A wisp of my earlier anxiety rises in the air. “I…guess.”
Her head bobs in an aggressive nod. “Cool. I love that for you.”
My gaze drops as I examine the side of her face. “Is there another question buried in your original question?”
She wheels around and scans the area. Her attention moves past the bright, gleaming plastic teddy bear filled with unidentifiable candy balls and settles on a poster. “Yes, actually.
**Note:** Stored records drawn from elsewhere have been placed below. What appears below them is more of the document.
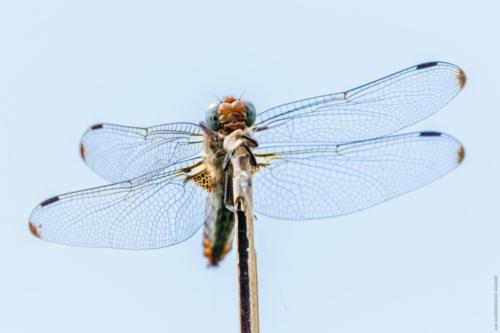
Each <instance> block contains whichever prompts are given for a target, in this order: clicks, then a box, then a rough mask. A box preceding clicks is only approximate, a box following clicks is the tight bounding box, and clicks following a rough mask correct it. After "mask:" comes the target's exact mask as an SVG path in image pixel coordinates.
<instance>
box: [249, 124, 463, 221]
mask: <svg viewBox="0 0 500 333" xmlns="http://www.w3.org/2000/svg"><path fill="white" fill-rule="evenodd" d="M258 156H266V157H267V159H268V160H270V162H269V165H268V166H267V167H264V168H262V169H261V170H259V172H257V173H256V175H255V178H254V180H253V184H254V185H253V186H254V192H253V193H254V207H255V211H256V212H257V213H260V214H263V215H267V216H270V217H274V218H281V219H290V220H297V219H316V218H326V217H333V216H338V215H343V214H348V213H351V212H355V211H358V210H361V209H364V208H368V207H370V206H373V205H375V204H378V203H381V202H383V201H385V200H388V199H390V198H392V197H395V196H397V195H400V194H403V193H405V192H408V191H411V190H413V189H416V188H418V187H420V186H423V185H425V184H427V183H429V182H431V181H433V180H434V179H436V178H438V177H440V176H442V175H444V174H446V173H447V172H449V171H450V170H452V169H454V168H455V167H456V166H457V165H458V164H459V163H460V162H461V161H462V159H463V157H464V150H463V147H462V145H461V144H460V142H458V141H457V140H456V139H455V138H453V137H451V136H449V135H446V134H441V133H436V132H419V133H409V134H402V135H396V136H389V137H383V138H378V139H372V140H368V141H359V142H353V143H349V144H342V145H332V144H324V145H321V144H316V145H300V144H284V145H275V146H269V147H267V148H265V149H260V150H259V151H258Z"/></svg>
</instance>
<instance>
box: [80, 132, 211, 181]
mask: <svg viewBox="0 0 500 333" xmlns="http://www.w3.org/2000/svg"><path fill="white" fill-rule="evenodd" d="M202 140H203V136H202V134H201V132H200V128H199V126H198V125H195V124H191V123H172V124H165V125H159V126H154V127H149V128H142V127H129V126H121V125H113V124H97V125H94V126H92V127H90V128H89V129H87V131H86V132H85V133H84V134H83V137H82V140H81V144H80V153H81V156H82V158H83V160H84V161H85V163H87V165H88V166H89V167H90V168H91V169H92V170H93V171H94V172H95V173H97V174H98V175H99V176H101V177H102V178H104V179H105V180H108V181H111V182H121V181H125V180H129V179H133V178H136V177H139V176H141V175H144V174H147V173H151V172H157V171H160V170H163V169H165V168H166V167H168V166H170V165H172V164H174V163H177V162H179V161H182V160H185V159H189V158H192V157H195V156H199V154H200V151H201V149H202V146H201V142H202Z"/></svg>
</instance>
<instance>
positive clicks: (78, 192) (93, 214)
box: [30, 165, 206, 249]
mask: <svg viewBox="0 0 500 333" xmlns="http://www.w3.org/2000/svg"><path fill="white" fill-rule="evenodd" d="M182 170H183V169H182V168H179V165H174V166H172V167H170V168H169V169H167V170H165V171H163V172H159V173H154V174H149V175H146V176H143V177H139V178H135V179H133V180H131V181H127V182H121V183H117V184H113V185H108V186H103V187H97V188H93V189H88V190H83V191H78V192H72V193H67V194H63V195H59V196H57V197H53V198H50V199H48V200H46V201H44V202H42V203H41V204H40V205H38V206H37V207H36V208H35V209H34V211H33V212H32V214H31V217H30V230H31V232H32V233H33V234H34V235H36V236H38V237H40V238H42V239H45V240H48V241H52V242H56V243H62V244H68V245H76V246H87V247H112V248H124V249H153V248H159V247H166V246H170V245H173V244H176V243H179V242H181V241H183V240H186V239H187V238H189V237H190V236H191V235H193V234H194V233H195V232H196V230H198V228H199V227H200V226H201V225H202V224H203V222H204V210H205V207H204V203H205V197H206V195H205V193H206V192H205V191H204V190H203V189H202V188H201V187H199V186H197V185H196V184H194V183H192V182H186V181H185V179H186V178H185V175H184V174H183V172H182Z"/></svg>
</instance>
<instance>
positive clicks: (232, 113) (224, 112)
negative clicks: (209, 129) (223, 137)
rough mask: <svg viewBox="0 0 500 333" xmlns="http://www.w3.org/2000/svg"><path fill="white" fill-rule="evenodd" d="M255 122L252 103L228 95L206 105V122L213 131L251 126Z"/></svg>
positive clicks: (254, 111)
mask: <svg viewBox="0 0 500 333" xmlns="http://www.w3.org/2000/svg"><path fill="white" fill-rule="evenodd" d="M254 122H255V107H254V106H253V104H252V103H250V102H246V101H243V100H242V99H239V98H238V99H236V98H234V97H233V96H228V97H226V98H225V99H224V100H222V101H219V102H218V103H213V104H211V105H210V106H209V107H208V110H207V115H206V123H207V125H208V127H209V128H210V129H211V130H213V131H219V130H225V131H227V132H232V131H234V130H235V129H243V128H245V127H247V126H252V125H253V124H254Z"/></svg>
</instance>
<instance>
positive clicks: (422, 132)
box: [420, 131, 441, 136]
mask: <svg viewBox="0 0 500 333" xmlns="http://www.w3.org/2000/svg"><path fill="white" fill-rule="evenodd" d="M420 136H441V132H432V131H427V132H420Z"/></svg>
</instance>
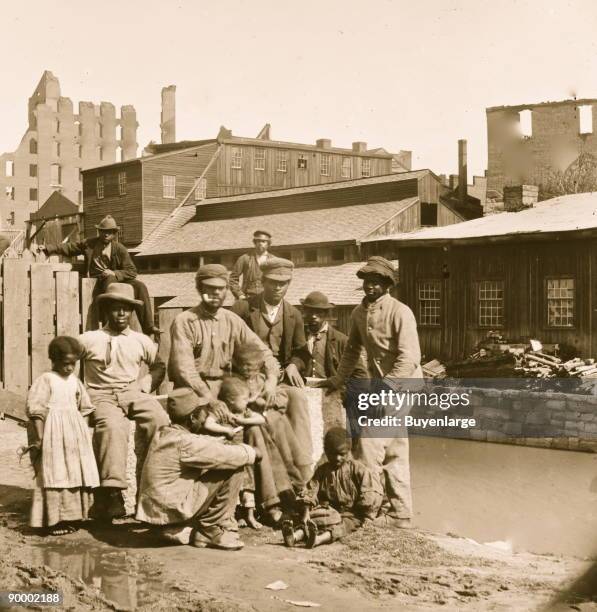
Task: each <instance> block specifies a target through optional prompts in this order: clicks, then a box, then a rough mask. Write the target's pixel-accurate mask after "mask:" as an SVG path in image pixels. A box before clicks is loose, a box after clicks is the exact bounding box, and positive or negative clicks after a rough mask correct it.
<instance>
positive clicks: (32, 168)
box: [0, 70, 138, 228]
mask: <svg viewBox="0 0 597 612" xmlns="http://www.w3.org/2000/svg"><path fill="white" fill-rule="evenodd" d="M137 127H138V124H137V116H136V112H135V109H134V108H133V107H132V106H123V107H121V110H120V117H117V116H116V110H115V108H114V105H113V104H110V103H109V102H101V103H100V104H99V105H98V104H93V103H92V102H79V107H78V112H77V113H75V112H74V110H73V103H72V101H71V100H70V99H69V98H65V97H62V96H61V95H60V83H59V82H58V79H57V78H56V77H55V76H54V75H53V74H52V73H51V72H50V71H48V70H46V71H45V72H44V73H43V75H42V77H41V80H40V81H39V84H38V85H37V87H36V88H35V91H34V92H33V95H32V96H31V97H30V98H29V120H28V126H27V129H26V131H25V135H24V136H23V138H22V139H21V142H20V144H19V146H18V148H17V149H16V150H15V151H14V152H11V153H4V154H2V155H0V227H7V226H14V227H15V228H24V226H25V221H26V220H27V219H28V218H29V214H30V213H33V212H36V211H37V210H38V209H39V208H40V206H41V205H42V204H43V203H44V202H46V200H47V199H48V198H49V197H50V195H51V194H52V193H53V192H55V191H58V192H60V193H61V194H62V195H64V196H65V197H67V198H68V199H69V200H71V201H73V202H75V203H78V204H79V205H80V204H82V201H83V197H82V182H81V172H82V170H85V169H87V168H92V167H96V166H101V165H104V164H111V163H114V162H116V161H122V160H126V159H131V158H134V157H136V155H137Z"/></svg>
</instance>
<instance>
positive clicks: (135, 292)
mask: <svg viewBox="0 0 597 612" xmlns="http://www.w3.org/2000/svg"><path fill="white" fill-rule="evenodd" d="M95 228H96V229H97V233H98V235H97V236H96V237H95V238H88V239H87V240H83V241H82V242H67V243H66V244H58V245H45V246H44V245H42V246H40V247H39V249H40V250H41V251H43V252H44V253H46V255H53V254H58V255H64V256H65V257H76V256H77V255H83V256H84V257H85V269H86V275H87V277H90V278H97V281H98V282H97V283H96V284H95V288H94V290H93V297H94V298H97V296H98V295H99V294H100V293H104V292H105V291H106V289H107V287H108V285H109V284H110V283H128V284H129V285H132V287H133V289H134V292H135V298H136V299H137V300H140V302H139V307H138V308H136V311H137V315H138V317H139V323H140V324H141V329H142V330H143V333H144V334H147V335H148V336H149V335H151V334H159V333H160V330H159V329H158V328H157V327H155V326H154V324H153V311H152V308H151V300H150V298H149V293H148V291H147V287H146V286H145V284H144V283H142V282H141V281H140V280H138V279H137V268H135V264H134V263H133V261H132V259H131V256H130V255H129V252H128V251H127V250H126V248H125V247H124V246H123V245H122V244H120V243H119V242H118V241H117V240H116V238H117V236H118V230H119V229H120V228H119V226H118V225H117V224H116V221H115V220H114V217H112V215H106V216H105V217H104V218H103V219H102V220H101V221H100V223H99V224H98V225H96V226H95Z"/></svg>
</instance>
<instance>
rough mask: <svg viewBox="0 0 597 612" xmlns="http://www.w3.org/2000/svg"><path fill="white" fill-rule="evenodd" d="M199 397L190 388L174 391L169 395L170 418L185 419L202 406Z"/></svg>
mask: <svg viewBox="0 0 597 612" xmlns="http://www.w3.org/2000/svg"><path fill="white" fill-rule="evenodd" d="M201 404H202V402H201V400H200V399H199V396H198V395H197V394H196V393H195V392H194V391H193V389H191V388H190V387H180V388H179V389H174V390H173V391H171V392H170V393H169V395H168V401H167V403H166V405H167V407H168V414H169V415H170V418H171V419H173V420H175V419H177V418H179V419H180V418H183V417H185V416H187V415H189V414H191V412H193V411H195V410H196V409H197V408H199V407H200V406H201Z"/></svg>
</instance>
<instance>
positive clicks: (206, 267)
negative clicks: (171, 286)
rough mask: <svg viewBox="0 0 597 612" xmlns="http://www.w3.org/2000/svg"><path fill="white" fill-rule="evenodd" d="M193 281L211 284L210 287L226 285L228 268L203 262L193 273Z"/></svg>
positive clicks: (226, 286) (220, 264)
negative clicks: (203, 265) (205, 263)
mask: <svg viewBox="0 0 597 612" xmlns="http://www.w3.org/2000/svg"><path fill="white" fill-rule="evenodd" d="M195 282H196V283H197V285H199V283H204V284H206V285H211V286H212V287H227V286H228V270H227V269H226V266H223V265H221V264H205V265H204V266H200V267H199V270H197V274H195Z"/></svg>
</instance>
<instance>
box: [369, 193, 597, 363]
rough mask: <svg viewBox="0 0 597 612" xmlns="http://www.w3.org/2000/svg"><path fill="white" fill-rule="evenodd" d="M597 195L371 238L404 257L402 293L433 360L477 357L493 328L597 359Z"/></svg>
mask: <svg viewBox="0 0 597 612" xmlns="http://www.w3.org/2000/svg"><path fill="white" fill-rule="evenodd" d="M595 238H597V194H590V193H587V194H578V195H571V196H563V197H560V198H554V199H552V200H547V201H545V202H540V203H538V204H536V205H534V206H533V207H532V208H529V209H527V210H523V211H520V212H506V213H501V214H497V215H491V216H488V217H484V218H482V219H475V220H472V221H467V222H465V223H459V224H457V225H450V226H447V227H438V228H434V229H426V230H420V231H417V232H412V233H408V234H393V235H389V236H385V237H383V238H378V237H372V238H367V239H365V240H363V241H362V243H361V247H362V248H363V250H364V252H369V253H372V252H375V253H380V254H384V253H385V254H386V255H389V256H394V255H395V254H397V255H398V259H399V265H400V288H399V293H400V299H402V300H403V301H404V302H405V303H407V304H408V305H409V306H410V307H411V308H413V310H414V312H415V315H416V317H417V321H418V325H419V335H420V339H421V348H422V351H423V353H424V354H425V355H426V356H427V357H428V358H432V357H439V358H441V359H446V360H449V359H459V358H463V357H466V356H468V355H469V354H470V353H471V352H473V349H474V347H475V345H476V344H477V343H478V342H479V341H480V340H481V339H483V338H484V337H485V336H486V335H487V333H488V332H489V331H498V332H499V333H501V334H502V335H504V336H505V337H507V338H508V339H510V340H513V341H516V340H525V341H526V340H528V339H529V338H538V339H539V340H541V341H543V342H546V343H559V344H560V346H561V347H564V348H565V349H566V352H571V353H574V354H577V355H580V356H583V357H595V356H597V242H596V241H595Z"/></svg>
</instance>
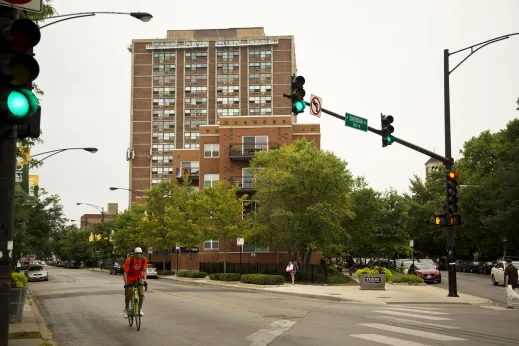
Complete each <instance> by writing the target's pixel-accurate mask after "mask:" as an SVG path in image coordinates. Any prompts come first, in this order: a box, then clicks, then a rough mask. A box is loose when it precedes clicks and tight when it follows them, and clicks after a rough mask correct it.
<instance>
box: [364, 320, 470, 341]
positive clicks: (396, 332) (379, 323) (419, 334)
mask: <svg viewBox="0 0 519 346" xmlns="http://www.w3.org/2000/svg"><path fill="white" fill-rule="evenodd" d="M359 326H363V327H371V328H376V329H379V330H386V331H388V332H394V333H400V334H407V335H413V336H419V337H421V338H426V339H431V340H439V341H466V340H467V339H462V338H457V337H455V336H450V335H444V334H438V333H429V332H424V331H422V330H416V329H410V328H402V327H395V326H391V325H389V324H382V323H363V324H359Z"/></svg>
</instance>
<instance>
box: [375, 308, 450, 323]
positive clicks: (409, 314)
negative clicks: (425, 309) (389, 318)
mask: <svg viewBox="0 0 519 346" xmlns="http://www.w3.org/2000/svg"><path fill="white" fill-rule="evenodd" d="M373 312H376V313H379V314H388V315H396V316H405V317H414V318H421V319H424V320H431V321H451V320H452V318H447V317H437V316H427V315H417V314H410V313H407V312H400V311H391V310H378V311H373Z"/></svg>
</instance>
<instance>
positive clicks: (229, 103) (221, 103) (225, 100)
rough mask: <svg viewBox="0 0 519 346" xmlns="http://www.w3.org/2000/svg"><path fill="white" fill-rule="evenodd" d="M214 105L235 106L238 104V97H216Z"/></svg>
mask: <svg viewBox="0 0 519 346" xmlns="http://www.w3.org/2000/svg"><path fill="white" fill-rule="evenodd" d="M216 103H217V104H219V105H232V104H234V105H237V104H239V103H240V97H239V96H234V97H217V98H216Z"/></svg>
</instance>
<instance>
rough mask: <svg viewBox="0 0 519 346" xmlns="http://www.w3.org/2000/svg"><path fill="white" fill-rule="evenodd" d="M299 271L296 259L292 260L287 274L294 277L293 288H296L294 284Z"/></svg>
mask: <svg viewBox="0 0 519 346" xmlns="http://www.w3.org/2000/svg"><path fill="white" fill-rule="evenodd" d="M298 271H299V267H298V266H297V262H296V260H295V259H292V260H291V261H289V262H288V265H287V273H290V276H291V277H292V286H294V282H295V280H296V273H297V272H298Z"/></svg>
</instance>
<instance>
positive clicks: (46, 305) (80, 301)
mask: <svg viewBox="0 0 519 346" xmlns="http://www.w3.org/2000/svg"><path fill="white" fill-rule="evenodd" d="M148 282H149V289H148V292H146V300H145V302H144V308H143V310H144V313H145V316H144V317H143V319H142V327H141V330H140V331H137V330H136V329H135V326H134V327H129V325H128V322H127V321H126V320H125V319H124V318H123V316H122V310H123V307H124V297H123V280H122V276H121V275H118V276H111V275H109V274H108V273H107V272H99V271H90V270H78V269H62V268H53V267H50V268H49V281H48V282H35V283H30V289H31V290H32V292H33V297H34V300H35V301H36V302H37V303H38V304H39V307H40V311H42V313H43V316H44V317H45V319H46V320H47V323H48V325H49V328H50V330H51V331H52V336H53V339H54V341H56V343H57V344H58V345H59V346H61V345H81V346H83V345H140V344H146V345H150V346H154V345H157V346H161V345H204V346H205V345H247V346H249V345H250V346H264V345H272V346H288V345H355V346H367V345H412V346H413V345H414V346H420V345H463V344H466V345H471V346H473V345H475V346H479V345H517V340H518V339H519V330H518V329H517V328H510V326H512V325H516V324H517V323H519V309H518V310H507V309H504V308H502V307H499V306H492V305H489V306H473V305H444V304H430V305H423V304H422V305H417V304H383V305H382V304H378V305H377V304H365V303H352V302H338V301H329V300H322V299H311V298H304V297H300V296H295V295H290V293H289V294H273V293H262V292H250V291H243V290H240V289H234V288H226V287H204V286H193V285H187V284H182V283H178V282H175V281H172V280H165V279H159V280H148ZM380 294H381V295H383V294H384V292H383V291H381V292H380Z"/></svg>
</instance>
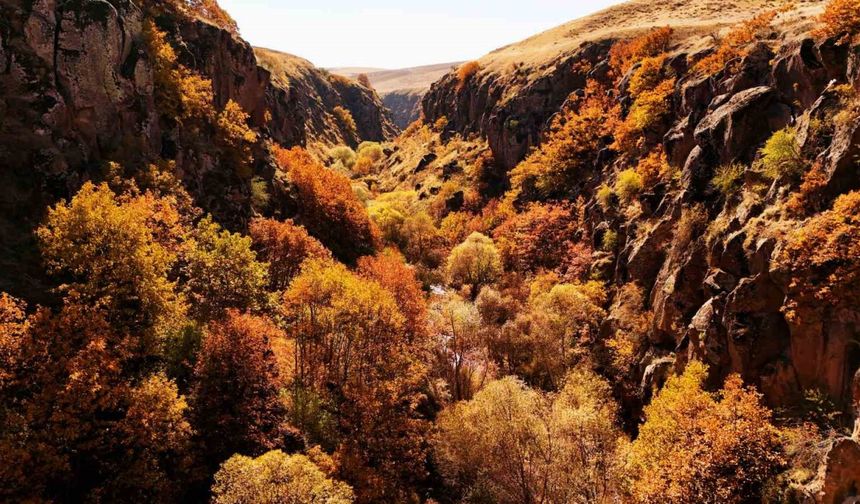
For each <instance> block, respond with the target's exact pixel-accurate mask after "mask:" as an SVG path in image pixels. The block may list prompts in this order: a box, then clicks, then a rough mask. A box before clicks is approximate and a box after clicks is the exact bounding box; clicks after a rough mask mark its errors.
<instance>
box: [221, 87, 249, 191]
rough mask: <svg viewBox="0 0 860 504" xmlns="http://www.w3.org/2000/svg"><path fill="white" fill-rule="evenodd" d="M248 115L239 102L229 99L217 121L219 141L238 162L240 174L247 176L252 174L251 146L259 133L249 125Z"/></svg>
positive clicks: (228, 152)
mask: <svg viewBox="0 0 860 504" xmlns="http://www.w3.org/2000/svg"><path fill="white" fill-rule="evenodd" d="M248 117H249V116H248V114H247V113H245V111H244V110H242V107H241V106H240V105H239V104H238V103H236V102H234V101H233V100H229V101H228V102H227V105H225V106H224V110H222V111H221V113H220V114H218V119H217V120H216V122H215V124H216V125H217V127H218V140H219V142H220V143H221V145H222V146H223V147H224V148H225V150H226V152H227V155H228V157H229V158H231V159H232V160H233V161H234V162H235V163H237V165H238V167H239V174H240V176H243V177H245V178H247V177H249V176H250V168H249V167H248V164H249V163H250V162H251V161H252V160H253V157H252V153H251V146H252V145H253V144H255V143H256V142H257V134H256V133H254V130H252V129H251V128H250V127H249V126H248Z"/></svg>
Where can I get that?”
I swivel my head, and my brow furrows of its own accord. “You want that giant smoking martini filled with gummy bears to avoid answering my question?”
“Kind of, yeah. Because this is a pit stop, right?” She slips her arm around my waist. “On pit stops, our priority is fun. So forget what I asked.”
“Yes but you’re not a pit stop. So if you want to talk about Raleigh, or my property taxes, or I don’t know, tomorrow even…that would be reasonable.”
Her hands slip behind my neck, fingers threading at the nape. It’s a move that makes me feel claimed in the best way.
“We have a five-hour drive to make and only a couple hours in Vegas.” Her lips tease mine in an almost kiss. “Questions can wait.”
I taste her shiny strawberry lipstick. Questions shouldn’t wait, but her distractions are very distracting. “Martinis it is.”